In this case, the affidavit recited no factual basis for its conclusion that appellant had acted as a principal in the first degree to aggravated battery. Accessory after the fact is a separate crime from aggravated battery, and thus is not a lesser included offense thereto. See Staten v. State, 519 So. 2d 622 (Fla.1988). Appellant was not officially placed on notice prior to the hearing that the acts he was accused of committing were, in fact, alleged to have occurred after the shooting. Thus, he was not properly notified of the charges against him and the trial court's order finding him in violation was in error.

The finding regarding the mace device is improper for two independent reasons. First, it is improper to find a probationer has violated a condition of his probation that he has not been charged with violating. See, e.g., Joseph v. State, 615 So. 2d 833 (Fla. 4th DCA 1993). Thus, the court erred in revoking appellant's probation for violating one condition when he was charged with violating another. Second, the State introduced no evidence, other than the arresting officer's hearsay, that the device was, in fact, a chemical weapon. Hearsay is admissible in violation of probation hearings, but may not form the only evidentiary support for a fact. Miller v. State, 444 So. 2d 523 (Fla. 1st DCA 1984). Thus, there was no evidentiary support for the trial court's finding that appellant possessed any weapon.

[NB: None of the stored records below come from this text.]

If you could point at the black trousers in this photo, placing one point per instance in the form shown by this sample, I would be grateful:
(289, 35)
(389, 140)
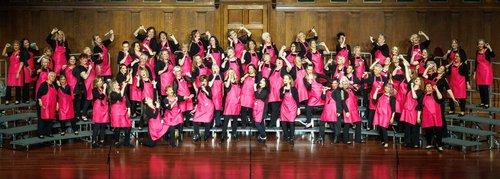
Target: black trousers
(357, 132)
(261, 127)
(430, 132)
(246, 116)
(288, 129)
(411, 134)
(171, 132)
(275, 113)
(234, 125)
(383, 134)
(187, 115)
(127, 131)
(371, 114)
(461, 103)
(322, 128)
(72, 122)
(26, 91)
(98, 132)
(45, 126)
(86, 105)
(217, 116)
(484, 92)
(309, 110)
(8, 93)
(196, 126)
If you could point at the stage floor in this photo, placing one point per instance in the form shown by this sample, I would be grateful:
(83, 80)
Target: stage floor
(247, 159)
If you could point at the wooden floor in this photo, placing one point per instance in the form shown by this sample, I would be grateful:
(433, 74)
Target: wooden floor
(247, 159)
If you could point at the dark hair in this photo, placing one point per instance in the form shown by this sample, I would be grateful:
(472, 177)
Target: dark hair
(193, 33)
(163, 32)
(267, 83)
(203, 78)
(253, 41)
(216, 41)
(133, 45)
(340, 34)
(149, 28)
(298, 47)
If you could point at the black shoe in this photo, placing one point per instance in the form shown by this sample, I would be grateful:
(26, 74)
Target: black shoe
(180, 139)
(196, 138)
(335, 140)
(95, 145)
(319, 140)
(261, 139)
(128, 145)
(235, 137)
(206, 137)
(222, 139)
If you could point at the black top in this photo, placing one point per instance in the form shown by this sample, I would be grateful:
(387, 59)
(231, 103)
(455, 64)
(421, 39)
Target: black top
(317, 79)
(487, 54)
(425, 44)
(115, 97)
(169, 43)
(392, 100)
(44, 89)
(384, 49)
(295, 94)
(348, 47)
(96, 95)
(52, 43)
(463, 70)
(461, 52)
(194, 49)
(152, 43)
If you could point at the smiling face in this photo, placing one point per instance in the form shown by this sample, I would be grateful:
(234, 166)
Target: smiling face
(123, 69)
(335, 84)
(137, 47)
(97, 39)
(163, 37)
(428, 88)
(62, 80)
(16, 46)
(151, 32)
(116, 87)
(395, 51)
(251, 45)
(262, 83)
(26, 43)
(72, 60)
(286, 79)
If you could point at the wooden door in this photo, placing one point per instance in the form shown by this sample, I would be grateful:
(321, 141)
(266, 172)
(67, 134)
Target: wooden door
(252, 16)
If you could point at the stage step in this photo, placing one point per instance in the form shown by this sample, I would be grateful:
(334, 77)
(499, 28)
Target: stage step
(12, 106)
(20, 129)
(16, 117)
(36, 140)
(472, 131)
(459, 142)
(34, 127)
(490, 109)
(473, 118)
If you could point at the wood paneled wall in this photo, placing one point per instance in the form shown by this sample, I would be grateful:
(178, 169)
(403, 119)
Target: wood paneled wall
(80, 20)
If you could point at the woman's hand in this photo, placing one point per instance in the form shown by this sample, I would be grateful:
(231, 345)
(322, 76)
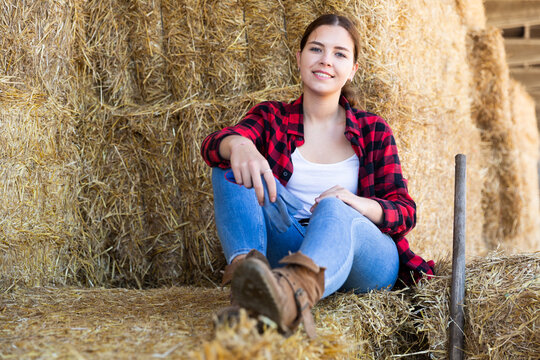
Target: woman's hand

For the reasons stated above, we reverse the trial court's order and remand this matter to the trial court with orders to dismiss the violation of probation charges.

MINER, ALLEN and PADOVANO, JJ., concur.

NOTES

[1] See ยงยง 790.001(3)(b), 790.001(13), Fla. Stat.; Hartman v. State, 403 So. 2d 1030 (Fla. 4th DCA 1981).

[2] This episode occurred in neighboring Escambia County, where both were charged; charges were dismissed against appellant, however.